Kaiser Health News: Medicare May Be Overpaying Hospitals For Short-Stay Patients
The federal government may be overpaying hospitals an estimated $5 billion as a result of the 18-month moratorium on enforcing a controversial rule that tells hospitals when patients should be admitted, an independent Medicare auditing company told a congressional panel Tuesday (Jaffe, 5/29).
Modern Healthcare: CMS Considering Alternatives To ‘Two-Midnight’ Rule
Faced with withering criticism, CMS officials are asking for ideas on how to design a new payment system for treating Medicare patients who need only a day or so in the hospital. The issue has turned into an administrative mess for the CMS, with billions of Medicare dollars at stake flowing to thousands of hospitals and doctors. Last October, Medicare implemented a new rule to clarify that patients needed two nights in the hospital to qualify for inpatient-hospital rates, but that so-called “two-midnight” rule has become more controversial than the old system (Carlson, 5/20).
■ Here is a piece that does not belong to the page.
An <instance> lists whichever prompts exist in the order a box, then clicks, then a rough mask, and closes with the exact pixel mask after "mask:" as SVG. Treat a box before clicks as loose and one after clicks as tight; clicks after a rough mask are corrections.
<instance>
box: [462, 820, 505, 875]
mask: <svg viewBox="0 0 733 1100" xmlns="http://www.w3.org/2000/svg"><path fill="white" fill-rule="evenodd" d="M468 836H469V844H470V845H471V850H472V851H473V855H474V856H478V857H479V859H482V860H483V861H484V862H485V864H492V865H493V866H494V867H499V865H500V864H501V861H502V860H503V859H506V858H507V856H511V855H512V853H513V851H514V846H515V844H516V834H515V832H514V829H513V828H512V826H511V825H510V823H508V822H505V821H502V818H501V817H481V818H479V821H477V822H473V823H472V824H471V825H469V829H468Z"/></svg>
In other Capitol Hill hearing news -
Modern Healthcare: Legislators Decry Broken Medicare Payment Appeals Process
Legislators from both sides of the aisle expressed concern during a congressional hearing Tuesday that vigorous federal investigations of potential Medicare fraud could result in providers that have done nothing wrong being unfairly punished. While legislators stressed that they want transgressors punished, they worried that the system for appealing Medicare payment decisions is so broken that it offers little protection for providers that have been wrongly denied reimbursement for treatment they delivered. The hearing showcased once again why it's easy for politicians to talk about cracking down on Medicare fraud and abuse but devilishly hard to carry it out (Demko, 5/20).